The new report shows the number of new heroin users in 2016 was more than 170,000, more than double the 81,000 new users in 2017.

Other findings:

• Marijuana use among 12- to 17-year-olds was up compared to all previous years, SAMHSA found. The trends in use differed for youth and young adults, but marijuana use for both groups appeared to be associated with opioid use, heavy alcohol use, and major depressive episodes, the agency said.

• Those 18 to 25 had higher rates of serious mental illness and what's known as "major depressive episode with severe impairment." More than 5 percent of men and nearly 10 percent of women in this group had serious mental illness and 6 percent of males and 11 percent of females had major depressive episode with severe impairment in 2017. Rates of suicidal thoughts or behavior also significantly increased for the age group, SAMHSA said.

• The percent of people with substance use disorders who are getting treatment made a significant jump from 10 percent to 14 percent SAMHSA said. This was particularly evident for those addicted to opioids, including heroin.

Still, few of the people who want treatment can get it, says McCance-Katz.

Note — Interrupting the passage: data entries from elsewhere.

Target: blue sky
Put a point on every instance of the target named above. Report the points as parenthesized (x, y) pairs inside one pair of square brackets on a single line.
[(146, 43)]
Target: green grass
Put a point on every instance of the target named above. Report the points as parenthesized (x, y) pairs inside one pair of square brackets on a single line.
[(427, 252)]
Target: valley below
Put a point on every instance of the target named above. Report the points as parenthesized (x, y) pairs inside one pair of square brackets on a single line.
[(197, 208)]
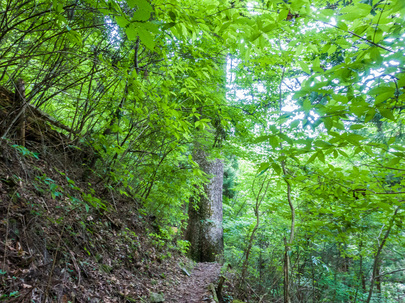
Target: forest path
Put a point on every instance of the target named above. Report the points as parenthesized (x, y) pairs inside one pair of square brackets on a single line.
[(194, 288)]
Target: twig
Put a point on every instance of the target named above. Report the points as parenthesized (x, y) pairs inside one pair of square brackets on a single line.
[(54, 263)]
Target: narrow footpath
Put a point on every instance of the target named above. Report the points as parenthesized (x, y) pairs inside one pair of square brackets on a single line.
[(194, 288)]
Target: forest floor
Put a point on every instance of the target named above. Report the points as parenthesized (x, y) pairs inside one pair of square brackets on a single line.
[(194, 288), (65, 237)]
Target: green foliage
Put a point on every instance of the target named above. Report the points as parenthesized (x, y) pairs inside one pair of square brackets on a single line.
[(309, 94)]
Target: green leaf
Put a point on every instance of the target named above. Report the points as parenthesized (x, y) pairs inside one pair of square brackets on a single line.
[(387, 113), (144, 9), (304, 67), (356, 126), (274, 141)]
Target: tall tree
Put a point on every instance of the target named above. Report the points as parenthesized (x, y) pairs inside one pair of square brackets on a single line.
[(204, 231)]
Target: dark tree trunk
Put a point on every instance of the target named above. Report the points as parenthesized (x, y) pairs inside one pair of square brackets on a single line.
[(204, 230)]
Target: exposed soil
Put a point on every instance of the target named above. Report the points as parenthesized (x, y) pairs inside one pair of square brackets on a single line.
[(194, 288)]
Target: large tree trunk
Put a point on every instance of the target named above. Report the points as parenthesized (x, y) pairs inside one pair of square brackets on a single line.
[(204, 231)]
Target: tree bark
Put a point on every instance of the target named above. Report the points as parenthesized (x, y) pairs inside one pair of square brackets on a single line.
[(204, 230)]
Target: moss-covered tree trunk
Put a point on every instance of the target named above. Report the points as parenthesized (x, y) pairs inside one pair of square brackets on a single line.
[(204, 230)]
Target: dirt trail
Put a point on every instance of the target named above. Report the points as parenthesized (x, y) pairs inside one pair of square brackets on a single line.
[(194, 288)]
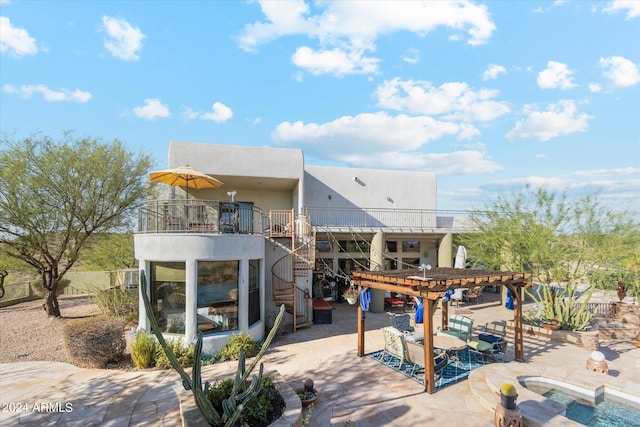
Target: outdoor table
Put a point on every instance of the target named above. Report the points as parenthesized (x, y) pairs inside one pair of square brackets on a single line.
[(450, 345)]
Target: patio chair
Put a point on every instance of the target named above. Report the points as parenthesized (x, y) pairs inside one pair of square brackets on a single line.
[(415, 355), (475, 292), (402, 322), (394, 344), (459, 327), (490, 344)]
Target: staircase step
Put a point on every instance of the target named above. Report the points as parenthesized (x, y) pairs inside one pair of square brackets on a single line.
[(304, 325)]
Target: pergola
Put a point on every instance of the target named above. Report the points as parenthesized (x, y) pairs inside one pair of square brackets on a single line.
[(432, 285)]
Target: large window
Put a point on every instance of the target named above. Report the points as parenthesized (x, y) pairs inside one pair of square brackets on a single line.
[(168, 295), (254, 291), (217, 296)]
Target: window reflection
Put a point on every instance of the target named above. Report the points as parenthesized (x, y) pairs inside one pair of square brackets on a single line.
[(168, 296), (217, 296)]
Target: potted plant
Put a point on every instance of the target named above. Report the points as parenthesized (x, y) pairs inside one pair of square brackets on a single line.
[(351, 295), (508, 396)]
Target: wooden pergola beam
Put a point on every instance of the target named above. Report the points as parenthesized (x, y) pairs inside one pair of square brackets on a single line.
[(432, 286)]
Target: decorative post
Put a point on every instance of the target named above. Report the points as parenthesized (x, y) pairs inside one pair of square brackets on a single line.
[(507, 413), (597, 363)]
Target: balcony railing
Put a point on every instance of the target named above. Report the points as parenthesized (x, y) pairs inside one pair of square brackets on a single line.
[(399, 219), (199, 216)]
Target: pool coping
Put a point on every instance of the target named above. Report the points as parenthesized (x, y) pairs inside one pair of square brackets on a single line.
[(536, 409)]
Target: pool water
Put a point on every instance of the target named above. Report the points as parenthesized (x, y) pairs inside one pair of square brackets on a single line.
[(604, 414)]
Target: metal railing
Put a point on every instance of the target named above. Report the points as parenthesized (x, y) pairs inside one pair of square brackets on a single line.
[(403, 219), (199, 216)]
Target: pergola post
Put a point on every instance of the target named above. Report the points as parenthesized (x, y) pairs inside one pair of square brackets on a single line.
[(429, 368), (360, 327), (517, 323)]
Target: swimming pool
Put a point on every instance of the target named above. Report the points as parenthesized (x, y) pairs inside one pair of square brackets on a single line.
[(595, 408)]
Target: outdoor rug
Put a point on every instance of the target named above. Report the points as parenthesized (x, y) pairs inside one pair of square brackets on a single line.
[(454, 372)]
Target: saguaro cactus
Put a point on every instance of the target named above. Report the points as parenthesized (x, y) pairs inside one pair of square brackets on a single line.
[(242, 390)]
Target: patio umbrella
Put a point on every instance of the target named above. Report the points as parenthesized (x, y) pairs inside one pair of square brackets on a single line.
[(184, 176)]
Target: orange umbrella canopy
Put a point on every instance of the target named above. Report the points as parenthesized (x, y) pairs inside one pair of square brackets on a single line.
[(184, 176)]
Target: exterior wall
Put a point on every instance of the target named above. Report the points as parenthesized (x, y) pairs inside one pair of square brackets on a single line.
[(232, 160), (368, 188), (192, 248)]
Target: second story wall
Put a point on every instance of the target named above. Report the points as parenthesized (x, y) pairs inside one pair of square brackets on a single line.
[(369, 188)]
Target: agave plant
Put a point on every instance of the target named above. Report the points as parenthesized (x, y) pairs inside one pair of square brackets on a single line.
[(243, 389)]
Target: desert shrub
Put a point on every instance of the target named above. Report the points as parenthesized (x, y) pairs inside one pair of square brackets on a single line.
[(239, 341), (263, 409), (118, 302), (95, 341), (183, 354), (143, 349)]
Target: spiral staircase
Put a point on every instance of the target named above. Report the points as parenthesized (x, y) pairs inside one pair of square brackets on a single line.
[(295, 266)]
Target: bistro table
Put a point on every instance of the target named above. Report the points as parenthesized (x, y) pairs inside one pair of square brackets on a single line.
[(450, 345)]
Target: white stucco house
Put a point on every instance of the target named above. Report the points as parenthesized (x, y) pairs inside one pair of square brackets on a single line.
[(220, 261)]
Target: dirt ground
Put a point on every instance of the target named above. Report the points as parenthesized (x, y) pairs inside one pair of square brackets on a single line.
[(27, 334)]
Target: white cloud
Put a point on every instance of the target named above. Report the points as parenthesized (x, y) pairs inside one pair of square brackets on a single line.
[(556, 75), (412, 56), (621, 71), (595, 88), (493, 71), (454, 100), (49, 95), (15, 41), (346, 30), (334, 61), (124, 41), (152, 110), (221, 113), (454, 163), (632, 7), (378, 132), (558, 119), (383, 141), (620, 171)]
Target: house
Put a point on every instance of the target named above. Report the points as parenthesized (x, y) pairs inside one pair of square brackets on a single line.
[(219, 261)]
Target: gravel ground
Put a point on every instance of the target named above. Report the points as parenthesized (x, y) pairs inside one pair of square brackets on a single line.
[(27, 334)]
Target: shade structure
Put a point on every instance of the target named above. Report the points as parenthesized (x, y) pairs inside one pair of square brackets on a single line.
[(184, 176)]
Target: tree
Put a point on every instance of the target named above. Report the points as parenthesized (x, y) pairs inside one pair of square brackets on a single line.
[(54, 195), (556, 240)]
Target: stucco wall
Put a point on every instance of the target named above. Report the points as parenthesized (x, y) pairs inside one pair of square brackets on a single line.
[(368, 188)]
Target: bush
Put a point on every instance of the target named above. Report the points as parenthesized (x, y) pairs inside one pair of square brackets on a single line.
[(143, 350), (262, 410), (183, 354), (118, 302), (239, 341), (94, 342)]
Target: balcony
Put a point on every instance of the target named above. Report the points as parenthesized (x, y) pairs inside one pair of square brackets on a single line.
[(400, 220), (199, 216)]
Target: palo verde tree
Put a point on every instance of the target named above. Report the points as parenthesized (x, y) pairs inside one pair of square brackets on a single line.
[(55, 194), (557, 240)]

If health care providers certified to dispense buprenorphine - a drug used to treat opioid addiction - saw as many patients as they had the capacity for, McCance-Katz says there would be enough treatment for everyone the report showed has opioid use disorder.

The big problem, however, is that these doctors, nurse practitioners, pharmacists and other health care providers aren't necessarily where those struggling with addiction are, she says. That's why she says "telehealth' - virtual connection to health care providers - is needed to provide access to people in more remote or rural areas.

SAMHSA is expanding training and technical assistance and setting up mental health programs in each of the Department of Health and Human Services' (HHS) 10 regions, she says.

HHS got a large boost to its fiscal 2018 budget to expand access to treatment through grants to states and communities, but the results may not apparent for awhile.

"These things take time to be reflected," says McCance-Katz.

Satel says there's a dire need for more places people with substance abuse disorder can detox, as well as more facilities offering treatment that step down from the most intense supervision to the least.

"The treatment infrastructure is appalling," she says.

Fiscal year-end data for the Center for Addiction Treatment in Cincinnati showed a drop in opiates as the primary drug for 76 percent of patients in 2017 to 70 percent in 2018.

Despite the decline in prescription opioid use and new heroin users shown in the SAMHSA report, opioids are still the most-used drug among clients, said center CEO Sandra Kuehn.

Nearly a third of the center’s 2,176 patients in the 2018 fiscal year were 18- to 25-years-old, although more patients were 31 to 45.

Jacob Beuerlein, a residential supervisor and counselor at the Center for Addiction Treatment, said two of his five current clients used to use meth and switched to it because of the low cost. One told him, $20 could "get me high all week," says Beurerlein.

They also say the advantage is the immediate and long-lasting euphoria and what they perceive is “increased focus,” he said.

Most of the meth used now is made in Mexico rather than the U.S., the Drug Enforcement Administration says. The Northern Kentucky Drug Strike Force has seen an influx of meth-related investigations, with about half its caseload in 2017 stemming from methamphetamine.

"People still want to alter their mental state," says Satel. "So they look for what’s cheap and what’s available and the reputation of the drug."

There's also only so much HHS can do to address addiction without integrated social services, say Satel.

Treatment funded through HHS currently doesn't involve housing and vocational training, which are the purview of other federal agencies.

"Why would you stay clean if your prospects were still as dismal as there were when you got addicted?" she asks.